Dathren gave a slow nod. “And soon, the world will have to learn to dream with him—or be swept aside by those who do.”
For a long moment, the only sound in the room was the faint hum of the street beyond the shutters. Then Alessa smiled, though her eyes were distant.
Alessa’s eyes glinted, a spark of daring beneath her composed exterior.
“Then perhaps,” she said slowly, “I should start learning. But I must see it.”
She rose, each word deliberate, her voice gaining strength.
“If this benefactor of yours builds and bends dreams into stone and soil, then let him prove it. In the west lie my family’s estates—lands once rich, now weary. Have him make them flower again so that they can live. Then I will believe.”
A faint, knowing smile curved her lips.
“Otherwise,” she said, settling back into her chair, “I remain only your merchant.”
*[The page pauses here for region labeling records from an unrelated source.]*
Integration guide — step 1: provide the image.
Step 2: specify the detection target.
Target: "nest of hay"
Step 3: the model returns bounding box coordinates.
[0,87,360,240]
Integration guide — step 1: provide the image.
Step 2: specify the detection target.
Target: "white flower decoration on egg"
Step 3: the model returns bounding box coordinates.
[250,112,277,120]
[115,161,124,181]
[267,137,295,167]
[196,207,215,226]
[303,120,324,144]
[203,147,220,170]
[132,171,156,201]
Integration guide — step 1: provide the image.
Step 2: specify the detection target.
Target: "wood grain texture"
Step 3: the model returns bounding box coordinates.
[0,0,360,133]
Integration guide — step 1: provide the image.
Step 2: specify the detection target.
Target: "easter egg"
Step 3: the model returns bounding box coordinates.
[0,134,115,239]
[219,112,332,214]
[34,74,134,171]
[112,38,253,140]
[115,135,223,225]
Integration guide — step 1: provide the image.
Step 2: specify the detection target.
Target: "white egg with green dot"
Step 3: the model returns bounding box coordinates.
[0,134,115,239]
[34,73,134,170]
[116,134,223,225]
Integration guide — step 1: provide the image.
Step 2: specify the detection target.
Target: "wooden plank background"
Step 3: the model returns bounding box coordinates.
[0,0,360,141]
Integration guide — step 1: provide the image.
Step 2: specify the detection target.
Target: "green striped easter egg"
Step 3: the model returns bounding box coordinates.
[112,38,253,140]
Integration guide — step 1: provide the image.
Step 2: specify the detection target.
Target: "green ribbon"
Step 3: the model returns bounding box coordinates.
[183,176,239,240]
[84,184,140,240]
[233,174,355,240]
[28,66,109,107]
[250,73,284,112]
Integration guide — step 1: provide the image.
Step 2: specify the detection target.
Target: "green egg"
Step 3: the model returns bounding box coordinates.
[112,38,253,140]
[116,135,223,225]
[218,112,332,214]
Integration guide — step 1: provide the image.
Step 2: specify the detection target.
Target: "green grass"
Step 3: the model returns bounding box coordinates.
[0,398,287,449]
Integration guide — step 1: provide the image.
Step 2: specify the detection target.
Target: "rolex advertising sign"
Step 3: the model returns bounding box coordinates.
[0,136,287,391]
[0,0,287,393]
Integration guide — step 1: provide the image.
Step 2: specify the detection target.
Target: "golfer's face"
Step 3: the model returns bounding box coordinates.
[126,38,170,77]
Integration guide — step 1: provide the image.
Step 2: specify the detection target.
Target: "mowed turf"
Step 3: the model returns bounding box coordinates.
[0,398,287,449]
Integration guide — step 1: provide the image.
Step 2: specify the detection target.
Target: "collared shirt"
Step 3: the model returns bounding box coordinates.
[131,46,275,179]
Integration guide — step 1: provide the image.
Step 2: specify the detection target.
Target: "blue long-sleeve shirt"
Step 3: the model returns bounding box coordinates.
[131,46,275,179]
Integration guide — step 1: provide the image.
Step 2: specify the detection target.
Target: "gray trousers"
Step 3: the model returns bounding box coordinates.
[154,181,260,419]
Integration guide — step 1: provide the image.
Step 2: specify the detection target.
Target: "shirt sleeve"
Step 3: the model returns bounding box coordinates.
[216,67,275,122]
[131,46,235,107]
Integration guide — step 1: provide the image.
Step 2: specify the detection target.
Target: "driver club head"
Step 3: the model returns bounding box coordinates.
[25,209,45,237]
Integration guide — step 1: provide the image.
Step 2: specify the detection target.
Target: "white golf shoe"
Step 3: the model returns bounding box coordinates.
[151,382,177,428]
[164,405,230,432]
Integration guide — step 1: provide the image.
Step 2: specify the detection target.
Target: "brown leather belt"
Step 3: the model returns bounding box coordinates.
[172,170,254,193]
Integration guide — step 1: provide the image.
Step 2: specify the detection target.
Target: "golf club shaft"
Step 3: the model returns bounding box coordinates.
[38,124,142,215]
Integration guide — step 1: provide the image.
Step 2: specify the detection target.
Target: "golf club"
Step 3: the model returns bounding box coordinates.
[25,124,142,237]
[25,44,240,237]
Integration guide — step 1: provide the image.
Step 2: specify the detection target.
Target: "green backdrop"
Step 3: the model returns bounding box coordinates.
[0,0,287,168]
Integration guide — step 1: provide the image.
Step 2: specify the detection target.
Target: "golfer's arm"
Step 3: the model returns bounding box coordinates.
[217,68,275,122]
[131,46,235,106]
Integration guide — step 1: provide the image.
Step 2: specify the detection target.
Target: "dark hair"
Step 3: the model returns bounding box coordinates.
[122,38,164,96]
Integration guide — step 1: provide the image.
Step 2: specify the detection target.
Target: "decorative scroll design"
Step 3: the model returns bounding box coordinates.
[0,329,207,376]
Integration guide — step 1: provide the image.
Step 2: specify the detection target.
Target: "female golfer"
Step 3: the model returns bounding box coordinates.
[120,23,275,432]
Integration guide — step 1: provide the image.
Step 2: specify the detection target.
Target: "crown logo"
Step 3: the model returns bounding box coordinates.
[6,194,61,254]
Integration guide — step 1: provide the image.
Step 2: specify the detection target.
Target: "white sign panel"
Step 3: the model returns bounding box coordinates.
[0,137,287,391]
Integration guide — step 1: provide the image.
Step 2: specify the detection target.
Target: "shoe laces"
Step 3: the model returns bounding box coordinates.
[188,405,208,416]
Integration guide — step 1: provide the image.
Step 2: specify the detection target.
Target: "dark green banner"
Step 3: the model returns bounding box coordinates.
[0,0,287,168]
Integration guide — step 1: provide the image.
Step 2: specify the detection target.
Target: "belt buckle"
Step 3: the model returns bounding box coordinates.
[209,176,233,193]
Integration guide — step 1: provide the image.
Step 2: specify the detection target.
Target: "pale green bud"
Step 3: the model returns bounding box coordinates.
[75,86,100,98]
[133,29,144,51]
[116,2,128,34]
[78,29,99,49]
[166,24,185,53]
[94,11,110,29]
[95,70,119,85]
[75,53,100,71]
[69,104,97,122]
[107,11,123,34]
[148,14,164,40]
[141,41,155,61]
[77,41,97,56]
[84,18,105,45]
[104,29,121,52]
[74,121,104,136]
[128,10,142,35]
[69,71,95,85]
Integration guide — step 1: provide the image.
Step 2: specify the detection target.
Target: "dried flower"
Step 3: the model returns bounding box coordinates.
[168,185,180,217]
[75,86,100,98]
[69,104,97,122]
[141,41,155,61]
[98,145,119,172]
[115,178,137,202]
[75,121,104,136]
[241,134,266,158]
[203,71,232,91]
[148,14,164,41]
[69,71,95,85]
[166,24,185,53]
“Very well, we will take your offer back,” said Mirelle. “We will leave two bags of Salt for one thousand Silver coins' worth of goods.”
The tension eased as she gestured toward the window where the last light of day was thinning into dusk. She insisted they remain in her household that night—ostensibly for security, to protect the cart and its precious cargo—but beneath her composed words was a current of curiosity she could no longer deny.
By the time the courtyard quieted and servants doused the lamps, Alessa thought she had seen all the strangeness these travelers had to offer. Yet when the knock came upon her door—measured, solemn—and a priest of the Veils stepped across her threshold, his robes catching the lantern glow, she realized they were all bound together.
For a long moment, she stood in silence, watching them greet one another like old companions reunited under fate’s hand.
And she thought, not without a tremor of apprehension,
What have I gotten myself involved in?